You can’t believe it and read more as you feel a sinking feeling in your stomach. You have been blacklisted as your website was hacked and you compromised your duty to protect your customers. Their credit card data, addresses and emails have all been obtained and you will not get any traffic until you have fixed your vulnerabilities and got your site off the blacklist.
This is the sad reality that many Ecommerce shop owners face when they wake up to check on their business. On average, a hacker attempts to hack your website 58 times a day – you face one cyber attack every 25 minutes. This can be hugely detrimental to your business. If you have clients, they may be wary of your site and lose trust in your brand, which can kill your momentum, end your cash flow, and ultimately cost your company.
You need to keep your E-Commerce site secure for your future and your customers, but how can you do that?
Get an SSL Certificate:
If you’re selling online, then you should definitely have one of these already, provided by your web hosting company. Installing an SSL Certificate enables you to use HTTPS, which is a server link between your visitor’s browsers and your servers. This helps to protect their information against hackers targeting your business. It also gives your site a higher SERP rating, which can hopefully increase your traffic.
Get your customers to be strong:
Hackers can wreak havoc if they have access to just one user’s login information, and it can be a great entry point to steal more data. You should thus make sure that every account your customers create is protected with a very strong password. This is becoming more and more frequent, and users will view it as less of a hassle than you may think. It’s recommended to not let them create an account unless they have a password that contains both an uppercase and lowercase letter, as well as a number and also a symbol.
Know what data you need to store and store it well:
A customer that buys from you becomes vulnerable when they hand over their payment information as this puts you in an opportunity to store it. The potential to lose confidential data is great, and not taking the right precautions can cause your site to be blacklisted. There are two solutions in dealing with such.
Don’t store any sensitive data. You can still have fully functional user accounts without storing sensitive data directly via tokenization. Tokenization uses random numbers taking the place of sensitive data. This means that if a hacker gains access to that data, they are unlikely to be able to use it without your key. This method is also used widely to cut down on credit card fraud.
You can also use a secure storage system. This serves the additional benefit of giving you a secure data storage location that can be used for more than customer data – you can use your own company’s private data as well, including intellectual property. This is a cloud-based storage system that also serves the benefit of preventing you from losing data, which can happen more easily than you think without an optimized tagging system.
It’s recommended that you use an established company, as you should not be handing data out to anybody that is not tried, tested, trusted, and fully secure themselves.

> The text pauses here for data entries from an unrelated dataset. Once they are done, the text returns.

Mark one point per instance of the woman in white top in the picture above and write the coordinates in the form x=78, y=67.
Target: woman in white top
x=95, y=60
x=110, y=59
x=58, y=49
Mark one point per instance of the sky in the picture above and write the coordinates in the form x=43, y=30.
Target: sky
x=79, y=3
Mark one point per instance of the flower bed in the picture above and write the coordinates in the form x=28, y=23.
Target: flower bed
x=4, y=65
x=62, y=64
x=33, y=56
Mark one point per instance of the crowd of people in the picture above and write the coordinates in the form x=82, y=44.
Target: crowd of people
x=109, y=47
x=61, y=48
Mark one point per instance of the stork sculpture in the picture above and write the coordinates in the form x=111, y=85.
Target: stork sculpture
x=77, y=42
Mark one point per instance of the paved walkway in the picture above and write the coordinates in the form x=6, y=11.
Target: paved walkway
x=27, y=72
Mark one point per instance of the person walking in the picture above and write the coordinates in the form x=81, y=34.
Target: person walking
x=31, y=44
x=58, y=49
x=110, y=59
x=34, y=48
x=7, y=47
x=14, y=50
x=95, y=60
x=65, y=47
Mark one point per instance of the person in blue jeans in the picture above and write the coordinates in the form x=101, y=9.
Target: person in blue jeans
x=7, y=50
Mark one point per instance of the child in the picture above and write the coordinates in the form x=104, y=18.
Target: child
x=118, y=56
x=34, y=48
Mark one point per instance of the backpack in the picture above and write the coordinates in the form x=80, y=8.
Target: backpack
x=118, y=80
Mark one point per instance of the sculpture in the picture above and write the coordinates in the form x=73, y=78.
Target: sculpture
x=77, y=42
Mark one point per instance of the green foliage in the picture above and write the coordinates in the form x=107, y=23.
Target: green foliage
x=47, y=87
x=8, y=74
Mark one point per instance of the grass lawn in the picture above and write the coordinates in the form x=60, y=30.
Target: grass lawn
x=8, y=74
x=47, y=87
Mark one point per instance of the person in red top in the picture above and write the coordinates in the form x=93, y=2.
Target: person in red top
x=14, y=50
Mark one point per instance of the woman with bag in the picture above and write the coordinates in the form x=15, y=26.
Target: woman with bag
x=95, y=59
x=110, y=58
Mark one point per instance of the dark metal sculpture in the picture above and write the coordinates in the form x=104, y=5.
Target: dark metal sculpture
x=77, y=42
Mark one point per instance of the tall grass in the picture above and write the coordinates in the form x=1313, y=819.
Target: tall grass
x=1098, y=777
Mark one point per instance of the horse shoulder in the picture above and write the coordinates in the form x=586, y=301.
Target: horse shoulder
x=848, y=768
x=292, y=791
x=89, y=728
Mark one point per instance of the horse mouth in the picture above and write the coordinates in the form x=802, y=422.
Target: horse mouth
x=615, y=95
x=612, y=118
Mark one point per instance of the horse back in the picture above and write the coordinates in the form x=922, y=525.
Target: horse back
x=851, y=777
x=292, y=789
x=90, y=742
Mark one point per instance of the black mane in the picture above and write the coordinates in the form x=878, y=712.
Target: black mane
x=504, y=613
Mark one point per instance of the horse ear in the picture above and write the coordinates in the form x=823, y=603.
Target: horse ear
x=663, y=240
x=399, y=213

A site like www.bytes.co.uk is a good choice, as you want something that offers different server and security options.
Pull-out old plug-ins:
Plug-ins are an entry point to get access to your site and can expose vulnerabilities. Once hackers know about vulnerabilities, plug-in providers update their software and fix the vulnerabilities. You need to stay on top of this, as if you use old plug-ins you could come up on specialist searches. The famous example of this is Google Dorks, which enabled hackers to use Google to find sites with issues ripe for SQL injections.
Be PCI DSS Compliant:
As you own the website, you need to make sure that you can handle the cards your customers trust you with. To do this, you need to be Payment Card Industry Data Security Standard (PCI DSS) compliant. This is a scheme created to help credit card data handling be more protected and more controlled so the chance of fraud is reduced. Businesses that aren’t PCI DSS compliant can face fines, sanctions and loss of privileges, not to mention lawsuits and governmental prosecution for not protecting your customers’ data.
Use a Content Delivery Network:
Back in the old days of the internet, hackers could take down a website using just one command in their laptop’s terminal. They could request data packages from servers in such high numbers that the server would not be able to handle the requests and shut down. These evolved into DDoS attacks, but they’re of little threat now if you use CDNs. CDNs are a distributed group of servers that have physical distance from each other. Using them delivers your web content to your visitor faster and can even identify malware.
Making sure your E-commerce store is secure is essential. If you can not offer your customers the protection from hackers that they need, you can face some serious penalties, and if you are not protected from hackers yourself you can lose everything. You should follow each tip in this guide, as it can give you some serious protection when bundled together.